The latest statewide voter registration report was released late yesterday by Secretary of State Debra Bowen, and it shows that the trend toward voters declining to affiliate with either major party is continuing. More than one in five California voters is now registered as "decline to state" a party affiliation.
Ventura County lags behind most of the rest of the state, with 18.4 percent of its voters in that category. But here, too, the nonpartisans are catching up.
Since the comparable point before the last gubernatorial primary four years ago, Ventura County has added 38,410 voters. The largest bloc of them, 13,057, has registered as decline to state. Democrats in the county have picked up 10,040 voters in that time. And, remarkably, Republicans have lost 267.
The trend seems to be picking up steam. In the three-plus months since the state's most recent report, based on Jan. 5 registrations, both major parties in Ventura County have lost voters (Democrats are down 328, Republicans down 348). But while both major parties were losing voters, the number of nonpartisans increased 323.
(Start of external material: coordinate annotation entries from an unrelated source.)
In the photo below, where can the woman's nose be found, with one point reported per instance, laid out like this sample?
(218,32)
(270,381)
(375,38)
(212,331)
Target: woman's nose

Similar numbers from around the state are sure to bolster the arguments behind Proposition 14 on the June ballot, which would establish a primary election system in which all voters get to participate in the process of picking which candidates will be on the fall general election ballot. When 20 percent of voters are more or less excluded from that process (they can specifically request a Republican or Democratic ballot on Election Day, but few do), the traditional party primary system does seem more than a little out of date.